VALIDATION OF A 24H POLAR RR RECORDER FOR MEASURING HEART RATE VARIABILITY IN PIGS

Authors: MARCHANT FORDE, RUTH - DEMONTFORT UNIVERSITY, UK; MARLIN, D - ANIMAL HEALTH TRUST, UK; Marchant, Jeremy

Submitted to: American Society of Animal Science Proceedings
Publication Type: Abstract Only
Publication Acceptance Date: 4/2/2003
Publication Date: 6/22/2003
Citation: MARCHANT FORDE, R.M., MARLIN, D.J., MARCHANT FORDE, J.N. VALIDATION OF A 24H POLAR RR RECORDER FOR MEASURING HEART RATE VARIABILITY IN PIGS. AMERICAN SOCIETY OF ANIMAL SCIENCE PROCEEDINGS. 2003.

Interpretive Summary:

Technical Abstract: Measures of heart rate variability (HRV) can yield important information about the functioning of the autonomic nervous system, and are potentially powerful tools in the assessment of animal well-being. The equipment necessary for data collection has been difficult to obtain and use, but recently an ambulatory monitor designed to collect 24h of data has been developed but not validated for use in animals. Our objectives were to measure the accuracy of the Polar RR Recorder using gold standard ECG and to examine and categorise occurring anomalies and to ascertain their impact on the outcome of HRV analysis. Five one-year-old gilts were socially isolated from their pen mates and cardiac activity was simultaneously measured using 2 systems, a Polar RR Recorder and a telemetric ECG system, for 20 min.

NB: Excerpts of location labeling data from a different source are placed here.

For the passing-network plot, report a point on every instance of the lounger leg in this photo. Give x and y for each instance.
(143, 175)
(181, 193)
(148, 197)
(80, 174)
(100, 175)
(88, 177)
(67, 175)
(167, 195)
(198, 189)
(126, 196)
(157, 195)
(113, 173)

The Polar data was manually assessed both against and in isolation of the ECG data to identify anomalous beats, which were then assigned to one of 5 identified error categories. The anomalies in the Polar data were corrected and statistical comparisons were performed between the 3 data sets to evaluate the effects of anomalies on HRV analysis. Bland-Altman analysis was used to measure the level of agreement between the ECG, uncorrected Polar, and corrected Polar data. No anomalies or ectopies were found in the ECG data but 46 (0.81% of total interbeat intervals [IBIs]) were located in the Polar uncorrected data. Manual identification and editing procedures reduced this error to 0.018%. Mean heart rate and IBI parameters were unaffected by error (P>0.05). SD and RMSSD were 45 and 50% higher when anomalies were present in the data (P<0.001). The mean difference between the ECG and uncorrected Polar data was 1.36ms (limits of agreement -69.03 to 71.74ms). This was greatly improved to 0.36ms (limits of agreement -5.37 to 6.10ms) after editing. Overall, just a small proportion of error can bias the outcome of HRV analysis. This bias is greatly reduced by correcting the anomalous beats. Bland-Altman analysis demonstrated that when there is error present in the Polar data it cannot be used interchangeably with the ECG data. However, if there are no anomalies present or if anomalies are classified and corrected then the 2 systems can be used interchangeably.